From: Dave Jiang <dave.jiang@intel.com>
To: Anisa Su <anisa.su887@gmail.com>,
linux-cxl@vger.kernel.org, linux-kernel@vger.kernel.org
Cc: nvdimm@lists.linux.dev, Dan Williams <djbw@kernel.org>,
Jonathan Cameron <jic23@kernel.org>,
Davidlohr Bueso <dave@stgolabs.net>,
Vishal Verma <vishal.l.verma@intel.com>,
Ira Weiny <iweiny@kernel.org>,
Alison Schofield <alison.schofield@intel.com>,
John Groves <John@Groves.net>, Gregory Price <gourry@gourry.net>,
Anisa Su <anisa.su@samsung.com>
Subject: Re: [PATCH v11 13/31] cxl/mem: Add 20 second timeout for stalled DC_ADD_CAPACITY chains
Date: Tue, 30 Jun 2026 14:11:12 -0700 [thread overview]
Message-ID: <3fb3b2c2-9be6-483b-94bd-d0515d5df9b2@intel.com> (raw)
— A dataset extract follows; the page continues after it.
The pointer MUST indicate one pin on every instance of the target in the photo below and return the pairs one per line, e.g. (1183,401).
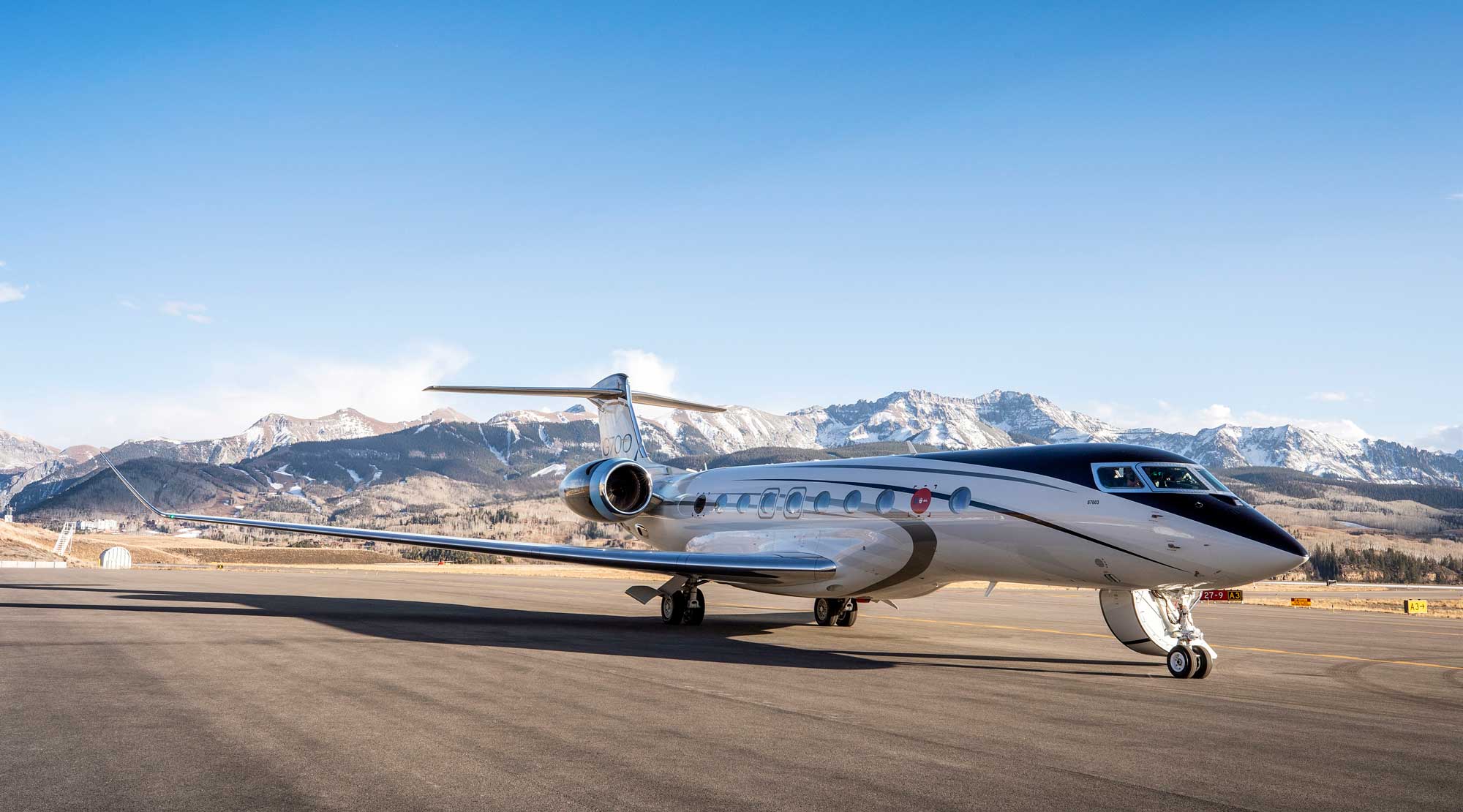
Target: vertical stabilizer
(620,429)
In-Reply-To: <20260625112638.550691-14-anisa.su@samsung.com>
On 6/25/26 4:04 AM, Anisa Su wrote:
> A DC_ADD_CAPACITY event can span multiple event records grouped together
> by the CXL_DCD_EVENT_MORE flag. Extents are staged in the pending list until
> the last event record ('More'=0) is received, at which point the pending
> list is processed. If the device opens such a chain (More=1) but never
> sends the closing record, the staged list sits indefinitely.
>
> Add a delayed-work watchdog that, on expiry, refuses the chain with an
> empty ADD_DC_RESPONSE and drops the staged list.
>
> The 20s timeout is a conservative upper bound and may be tightened
> later. The timeout is purely defensive — the spec does not require it,
> but prevents issues from a lost mailbox response or a crashed fabric manager.
>
> The watchdog bounds how long a chain may stall, but a device could still
> defeat it by streaming More=1 records faster than the timeout, growing the
> staged list without bound. Also cap a runtime chain at
> CXL_DC_MAX_PENDING_EXTENTS and refuse it once exceeded; existing-extent
> recovery is bounded separately by the device's reported extent count.
>
> Signed-off-by: Anisa Su <anisa.su@samsung.com>
Minor comment below in addition to sashiko
>
> ---
> Changes:
> 1. mbox.c: Fix comment in handle_add_event(), before closing the 'More'
> chain and disabling the watchdog. The comment incorrectly claimed
> handle_add_event() runs in system_wq.
> 2. mbox.c: Drop unnecessary initialization of add_ctx.armed=false in
> cxl_memdev_state_create(), as allocated memory is already zeroed
> 3. mbox.c: assert add_ctx.lock is held in add_to_pending_list(); it
> serializes access to add_ctx.pending_extents.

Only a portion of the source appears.